Quels mécanismes de socialisation politique opèrent à travers les activités non publiques de l’UCEC (ingénierie électorale, gestion des crises, filtrage des mobilisations) et comment ces mécanismes se comparent-ils à ceux observés en Chine continentale ?
Jérôme Doyon : Les modes de mobilisation et de socialisation des étudiants des organisations de jeunesse en Chine subordonnées au Parti et le fonctionnement de l’UCEC à l’étranger présentent de nombreuses similarités. Toutefois, le système de rétributions est bien moins systématique et important lorsque l’influence de l’État-parti est limitée. Il n’est pas toujours aisé de mobiliser en faveur du régime à l’étranger.
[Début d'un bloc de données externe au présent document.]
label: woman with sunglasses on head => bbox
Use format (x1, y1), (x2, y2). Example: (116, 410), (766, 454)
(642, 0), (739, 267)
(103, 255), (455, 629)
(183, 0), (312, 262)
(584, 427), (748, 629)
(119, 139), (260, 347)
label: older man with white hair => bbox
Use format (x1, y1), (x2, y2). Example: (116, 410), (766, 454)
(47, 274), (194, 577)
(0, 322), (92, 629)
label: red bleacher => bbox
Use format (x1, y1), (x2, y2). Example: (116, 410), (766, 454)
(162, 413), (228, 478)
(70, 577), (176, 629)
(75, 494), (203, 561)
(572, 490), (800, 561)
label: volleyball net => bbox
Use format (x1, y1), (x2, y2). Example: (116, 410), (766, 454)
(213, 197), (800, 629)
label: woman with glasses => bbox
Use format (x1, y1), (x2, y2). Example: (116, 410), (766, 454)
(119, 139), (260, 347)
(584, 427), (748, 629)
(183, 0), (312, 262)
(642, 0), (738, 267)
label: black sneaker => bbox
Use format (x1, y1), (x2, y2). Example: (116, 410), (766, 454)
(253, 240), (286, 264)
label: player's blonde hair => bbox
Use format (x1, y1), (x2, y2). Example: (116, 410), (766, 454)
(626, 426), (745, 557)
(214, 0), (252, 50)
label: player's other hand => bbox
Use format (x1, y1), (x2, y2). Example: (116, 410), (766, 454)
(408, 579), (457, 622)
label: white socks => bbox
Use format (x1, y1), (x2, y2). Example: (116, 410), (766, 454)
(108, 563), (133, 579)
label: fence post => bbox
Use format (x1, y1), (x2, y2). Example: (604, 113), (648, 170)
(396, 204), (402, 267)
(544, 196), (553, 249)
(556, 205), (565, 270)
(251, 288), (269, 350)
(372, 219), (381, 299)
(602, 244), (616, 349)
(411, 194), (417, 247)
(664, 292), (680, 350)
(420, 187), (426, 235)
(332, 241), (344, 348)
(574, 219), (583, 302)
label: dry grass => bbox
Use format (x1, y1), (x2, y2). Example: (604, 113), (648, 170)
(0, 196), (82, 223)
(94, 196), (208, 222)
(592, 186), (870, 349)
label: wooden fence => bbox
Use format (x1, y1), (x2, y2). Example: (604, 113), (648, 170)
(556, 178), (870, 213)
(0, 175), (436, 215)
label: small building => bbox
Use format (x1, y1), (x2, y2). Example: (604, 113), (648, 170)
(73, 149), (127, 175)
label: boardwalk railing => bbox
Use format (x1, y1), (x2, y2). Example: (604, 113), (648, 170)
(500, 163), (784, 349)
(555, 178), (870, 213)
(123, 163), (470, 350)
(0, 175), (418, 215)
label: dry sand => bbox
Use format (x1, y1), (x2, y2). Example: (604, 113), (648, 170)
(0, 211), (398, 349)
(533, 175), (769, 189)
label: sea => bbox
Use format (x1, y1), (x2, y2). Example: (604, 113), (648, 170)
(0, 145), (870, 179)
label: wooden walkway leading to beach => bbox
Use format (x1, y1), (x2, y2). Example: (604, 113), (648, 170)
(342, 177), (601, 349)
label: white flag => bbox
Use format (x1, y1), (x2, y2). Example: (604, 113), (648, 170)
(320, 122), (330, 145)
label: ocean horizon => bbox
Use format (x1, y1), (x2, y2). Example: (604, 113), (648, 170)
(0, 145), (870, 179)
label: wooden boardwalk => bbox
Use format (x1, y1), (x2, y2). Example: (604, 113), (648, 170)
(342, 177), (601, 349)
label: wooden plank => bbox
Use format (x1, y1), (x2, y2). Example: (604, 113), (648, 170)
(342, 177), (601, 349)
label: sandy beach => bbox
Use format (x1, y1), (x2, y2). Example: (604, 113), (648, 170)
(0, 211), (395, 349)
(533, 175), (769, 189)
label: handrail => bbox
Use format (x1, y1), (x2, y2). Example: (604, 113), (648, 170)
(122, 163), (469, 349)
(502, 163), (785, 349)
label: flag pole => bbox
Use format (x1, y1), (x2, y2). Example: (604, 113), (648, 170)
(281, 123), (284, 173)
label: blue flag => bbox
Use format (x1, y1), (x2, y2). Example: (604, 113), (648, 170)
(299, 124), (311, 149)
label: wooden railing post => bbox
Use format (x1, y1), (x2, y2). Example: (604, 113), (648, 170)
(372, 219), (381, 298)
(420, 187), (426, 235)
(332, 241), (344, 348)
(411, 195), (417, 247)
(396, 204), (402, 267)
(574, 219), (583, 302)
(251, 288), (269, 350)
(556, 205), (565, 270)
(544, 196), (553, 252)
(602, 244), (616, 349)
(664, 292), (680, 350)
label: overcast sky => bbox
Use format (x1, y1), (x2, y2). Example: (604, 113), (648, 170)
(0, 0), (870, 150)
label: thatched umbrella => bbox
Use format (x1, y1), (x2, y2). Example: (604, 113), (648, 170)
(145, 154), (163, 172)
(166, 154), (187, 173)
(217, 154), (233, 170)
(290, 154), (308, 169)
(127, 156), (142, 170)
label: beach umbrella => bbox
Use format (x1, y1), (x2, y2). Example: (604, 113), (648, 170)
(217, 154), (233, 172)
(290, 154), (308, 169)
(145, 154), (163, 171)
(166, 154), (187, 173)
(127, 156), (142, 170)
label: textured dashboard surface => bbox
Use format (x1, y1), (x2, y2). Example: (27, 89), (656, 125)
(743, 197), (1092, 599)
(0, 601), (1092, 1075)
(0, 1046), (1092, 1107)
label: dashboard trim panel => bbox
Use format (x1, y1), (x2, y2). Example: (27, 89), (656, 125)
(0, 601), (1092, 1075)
Les effets de l’engagement des cadres de l’UCEC sur leurs futures carrières peuvent s’avérer décevants et les multiples pressions qui s’exercent sur eux ainsi que les perceptions négatives de l’UCEC, liées à la verticalité de l’organisation et à la corruption de certains de ses membres, peuvent remettre en question les rétributions sociales et symboliques liées à une expérience au sein de l’organisation.
En quoi l’analyse de l’engagement autoritaire à distance oblige-t-elle à repenser les catégories classiques de contrainte, d’adhésion et d’intériorisation idéologique dans les études sur les régimes autoritaires ?
Jérôme Doyon : L’originalité de cette Étude est en grande partie liée au fait qu’elle prend au sérieux le point de vue d’individus qui s’engagent depuis l’étranger dans des organisations affiliées au régime autoritaire de leur pays. Cet engagement autoritaire à distance est mal compris et d’autant plus intéressant que la contrainte semble y jouer un rôle secondaire. Cette approche a, il me semble, deux implications principales pour l’étude des régimes autoritaires. Tout d’abord, cela nous invite à aller au-delà d’une approche centrée sur la répression et la surveillance transnationale des États autoritaires sur leurs ressortissants à l’étranger. S’il est fondamental d’étudier le « bâton », il ne faut pas passer à côté des « carottes » centrales dans ces activités transnationales des régimes autoritaires : leur capacité plus ou moins grande à coopter et à mobiliser leurs ressortissants. Ensuite, en étudiant la mobilisation d’étudiants chinois qui ont choisi de poursuivre leurs études hors de Chine au sein de structures affiliées au régime, j’espère contribuer à une discussion plus large sur les ressorts de l’engagement dans un contexte autoritaire. L’étude des motivations à s’associer hors du pays à des structures autoritaires, alors que les bénéfices matériels liés à l’engagement à distance tout comme la capacité de contrainte sont souvent moins élevés que sur le territoire national, fait ainsi ressortir la complexité et l’ambivalence des modalités d’allégeance au régime de la part des citoyens.